Reviewed by: FC Etier
Published: February 27, 2011 at 11:43 am
“You son-of-a-bitch!” like many exclamations takes on a different meaning with different voice inflections and in different contexts. Remember the old story of the preacher who was mad but wouldn’t curse, so he told his adversary, “When you get home, I hope your mother runs out from under the porch and bites you on the leg!” According to Ralph Keyes, author of Euphemania: Our Love Affair with Euphemisms, language is in constant flux just as our social values. He says, “Good words become bad words become good words again, in endless succession,” – a virtual “euphemism carousel.”
Euphemisms are actually just synonyms – or at least a type of synonym. We use and invent them to lower the temperature of “hot button” words or subjects. We use this device to neutralize words that make us feel uncomfortable. Our culture does the same thing generally and hence, “political correctness.” Keyes says, “Euphemisms are an accurate barometer of changing attitudes,” and that is the theme of his book.
Just as some felt that religion was a tool of the state and aristocracy to control the masses, now many feel that language has become an instrument of commercial, political and postmodern doublespeak. Reminds me of 1984. California researchers, Bandler and Grinder made a case for our individual choices of words being an insight to our psyche. According to them, our subconscious choice of predicates was significant. If that’s correct, what does it say about our conscious use of euphemisms?
Euphemania: Our Love Affair with Euphemisms is not a reference book, although it does have a complete bibliography and a thorough index. Unlike a dictionary or thesaurus, it isn’t intended as a quick look up type book. Rather it is filled with stories and commentaries on both historical and contemporary euphemisms.
Stories make the history and evolution of our language both charming and memorable. The Smothers Brothers employed the creativity of their writers along with their ulterior motives to slip puns and cultural references (often sexual) by the censors. Others, like George Carlin and Lenny Bruce were more blunt.

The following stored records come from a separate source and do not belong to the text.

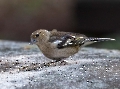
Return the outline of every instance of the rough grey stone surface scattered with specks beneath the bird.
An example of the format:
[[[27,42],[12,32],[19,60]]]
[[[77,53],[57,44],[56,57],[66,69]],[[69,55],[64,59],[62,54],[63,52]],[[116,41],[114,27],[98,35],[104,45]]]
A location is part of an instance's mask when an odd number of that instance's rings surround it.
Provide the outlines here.
[[[120,89],[120,51],[84,47],[50,63],[35,45],[0,41],[1,89]]]

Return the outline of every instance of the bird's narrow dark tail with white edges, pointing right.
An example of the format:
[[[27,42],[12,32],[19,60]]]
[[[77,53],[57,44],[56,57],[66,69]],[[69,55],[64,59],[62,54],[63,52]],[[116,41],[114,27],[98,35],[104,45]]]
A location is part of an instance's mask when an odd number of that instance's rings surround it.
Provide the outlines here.
[[[79,42],[80,46],[86,46],[95,42],[101,42],[101,41],[115,41],[115,39],[112,38],[95,38],[95,37],[88,37]]]

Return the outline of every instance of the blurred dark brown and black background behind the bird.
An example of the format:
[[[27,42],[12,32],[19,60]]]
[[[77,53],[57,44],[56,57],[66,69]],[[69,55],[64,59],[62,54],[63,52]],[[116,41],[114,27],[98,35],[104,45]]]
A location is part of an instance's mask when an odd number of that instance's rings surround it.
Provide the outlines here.
[[[37,29],[57,29],[116,41],[90,46],[120,49],[118,0],[0,0],[0,39],[30,41]]]

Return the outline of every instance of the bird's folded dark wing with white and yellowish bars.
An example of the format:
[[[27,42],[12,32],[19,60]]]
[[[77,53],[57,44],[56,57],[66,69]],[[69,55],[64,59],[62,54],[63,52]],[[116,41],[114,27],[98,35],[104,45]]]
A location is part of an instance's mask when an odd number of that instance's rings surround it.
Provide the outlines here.
[[[57,48],[78,46],[86,38],[85,35],[71,32],[51,32],[49,42],[57,44]]]

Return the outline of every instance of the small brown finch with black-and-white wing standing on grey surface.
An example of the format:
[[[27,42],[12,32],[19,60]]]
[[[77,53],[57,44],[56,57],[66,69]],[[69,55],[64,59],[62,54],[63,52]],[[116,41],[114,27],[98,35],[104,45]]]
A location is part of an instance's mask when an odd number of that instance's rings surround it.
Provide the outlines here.
[[[36,44],[44,56],[49,59],[60,61],[68,58],[89,44],[101,41],[114,41],[112,38],[87,37],[84,34],[39,29],[31,36],[31,43]]]

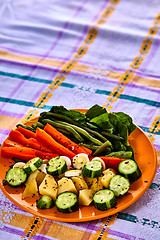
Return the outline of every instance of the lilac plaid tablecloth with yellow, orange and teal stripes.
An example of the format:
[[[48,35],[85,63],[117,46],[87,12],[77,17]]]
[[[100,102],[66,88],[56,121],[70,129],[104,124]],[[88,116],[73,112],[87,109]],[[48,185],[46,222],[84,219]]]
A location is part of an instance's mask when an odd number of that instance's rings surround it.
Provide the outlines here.
[[[160,166],[159,10],[159,0],[0,0],[0,143],[52,105],[99,104],[133,118]],[[90,222],[36,217],[0,191],[0,238],[159,240],[160,168],[136,203]]]

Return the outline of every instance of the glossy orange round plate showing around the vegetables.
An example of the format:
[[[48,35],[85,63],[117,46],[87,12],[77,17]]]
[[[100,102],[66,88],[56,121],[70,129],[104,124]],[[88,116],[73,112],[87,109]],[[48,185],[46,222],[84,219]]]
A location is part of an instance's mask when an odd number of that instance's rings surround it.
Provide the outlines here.
[[[84,112],[85,110],[80,110]],[[27,123],[26,125],[30,125]],[[22,200],[23,188],[12,188],[8,185],[3,186],[3,180],[5,179],[5,173],[9,169],[9,166],[13,164],[10,159],[5,159],[0,156],[0,188],[3,193],[10,199],[14,204],[23,210],[37,215],[42,218],[61,221],[61,222],[84,222],[95,219],[100,219],[113,215],[123,209],[129,207],[131,204],[136,202],[149,188],[153,181],[153,178],[157,169],[157,158],[153,144],[149,138],[144,134],[140,128],[129,136],[129,143],[134,149],[135,159],[142,171],[142,176],[139,180],[131,184],[130,190],[127,194],[118,198],[117,206],[107,211],[99,211],[94,206],[80,206],[79,211],[69,214],[64,214],[57,211],[54,206],[52,209],[40,210],[36,207],[36,199],[26,198]]]

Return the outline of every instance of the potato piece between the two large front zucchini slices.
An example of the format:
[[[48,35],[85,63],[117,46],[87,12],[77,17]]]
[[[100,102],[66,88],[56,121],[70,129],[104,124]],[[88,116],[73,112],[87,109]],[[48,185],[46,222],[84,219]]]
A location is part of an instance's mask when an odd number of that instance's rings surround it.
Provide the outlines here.
[[[82,189],[79,191],[79,205],[89,206],[93,199],[92,189]]]

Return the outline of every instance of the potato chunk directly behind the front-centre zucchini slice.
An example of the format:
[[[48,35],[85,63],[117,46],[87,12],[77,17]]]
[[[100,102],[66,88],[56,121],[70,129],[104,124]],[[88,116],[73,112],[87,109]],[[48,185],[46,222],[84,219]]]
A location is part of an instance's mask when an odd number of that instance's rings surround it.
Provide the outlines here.
[[[66,191],[77,194],[77,189],[73,181],[69,178],[63,177],[58,180],[58,194]]]

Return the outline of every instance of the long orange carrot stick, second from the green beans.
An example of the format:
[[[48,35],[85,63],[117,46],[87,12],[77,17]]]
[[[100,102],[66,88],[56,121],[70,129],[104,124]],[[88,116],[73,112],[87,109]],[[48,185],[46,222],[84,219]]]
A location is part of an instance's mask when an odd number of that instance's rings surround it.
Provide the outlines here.
[[[41,128],[37,128],[36,138],[41,143],[43,143],[48,149],[50,149],[53,153],[56,152],[59,155],[65,155],[71,159],[75,156],[75,154],[72,151],[70,151],[60,143],[56,142],[47,132],[45,132]]]

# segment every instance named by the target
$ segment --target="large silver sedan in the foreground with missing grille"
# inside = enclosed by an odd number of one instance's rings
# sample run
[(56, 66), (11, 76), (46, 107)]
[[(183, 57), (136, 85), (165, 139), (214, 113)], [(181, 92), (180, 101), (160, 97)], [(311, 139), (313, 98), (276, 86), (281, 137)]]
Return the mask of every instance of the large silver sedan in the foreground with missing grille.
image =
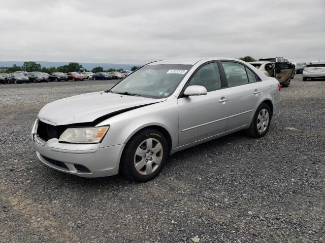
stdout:
[(263, 137), (280, 101), (279, 82), (241, 60), (156, 61), (109, 90), (45, 105), (31, 139), (55, 170), (144, 182), (182, 149), (243, 129)]

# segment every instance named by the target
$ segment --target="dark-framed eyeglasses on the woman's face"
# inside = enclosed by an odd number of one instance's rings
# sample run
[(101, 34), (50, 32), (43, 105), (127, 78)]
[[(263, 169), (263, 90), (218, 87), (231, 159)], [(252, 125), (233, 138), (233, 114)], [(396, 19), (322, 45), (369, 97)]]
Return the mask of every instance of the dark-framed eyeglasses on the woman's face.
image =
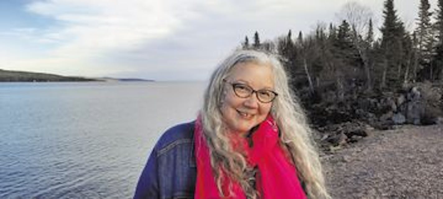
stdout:
[(272, 102), (278, 96), (276, 92), (273, 92), (268, 89), (260, 89), (258, 91), (254, 90), (247, 84), (241, 84), (241, 83), (231, 83), (227, 82), (226, 80), (223, 80), (224, 82), (231, 84), (232, 89), (234, 90), (234, 93), (236, 96), (240, 98), (248, 98), (250, 97), (254, 92), (257, 96), (257, 99), (262, 103), (269, 103)]

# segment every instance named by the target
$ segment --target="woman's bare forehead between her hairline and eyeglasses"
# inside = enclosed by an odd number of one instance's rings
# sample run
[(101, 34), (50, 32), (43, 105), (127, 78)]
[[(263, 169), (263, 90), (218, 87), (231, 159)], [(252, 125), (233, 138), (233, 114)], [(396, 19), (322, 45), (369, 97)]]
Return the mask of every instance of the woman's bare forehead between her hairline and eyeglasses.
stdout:
[(274, 75), (269, 64), (256, 62), (238, 63), (234, 65), (230, 72), (230, 77), (234, 81), (241, 81), (256, 88), (274, 87)]

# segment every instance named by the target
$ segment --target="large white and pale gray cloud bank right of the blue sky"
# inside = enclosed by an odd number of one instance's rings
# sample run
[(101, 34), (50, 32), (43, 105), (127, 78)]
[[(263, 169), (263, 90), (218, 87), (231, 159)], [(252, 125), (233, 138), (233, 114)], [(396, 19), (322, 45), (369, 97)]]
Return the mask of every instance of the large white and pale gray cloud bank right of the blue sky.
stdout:
[[(335, 5), (328, 2), (324, 4)], [(187, 69), (203, 69), (206, 74), (245, 34), (257, 30), (263, 38), (272, 39), (297, 26), (294, 21), (303, 14), (314, 17), (330, 6), (314, 9), (315, 4), (292, 0), (34, 1), (26, 6), (27, 11), (58, 23), (29, 32), (28, 37), (57, 45), (47, 52), (48, 59), (24, 62), (81, 75), (100, 70), (104, 74), (173, 74)]]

Perhaps as much as any famous politician, Winston Churchill was the source of many stories involving not just language, but the differences in usage of the same language by different countries (Wilde and Shaw). No doubt, William Safire would have reveled in participation in this discussion. Despite the changes in our culture and society, we still seem to have problems/issues/opportunities with sex, anatomy, death, war, and money. Is Playboy a “skin mag” or a “gentlemen’s” publication? Keyes offers absorbing, interesting, and often humorous stories of how we use words. Whether you are a writer, reader or both, Euphemania: Our Love Affair with Euphemisms deserves a spot in your library, perhaps right next to Word Origins and Their Romantic Stories.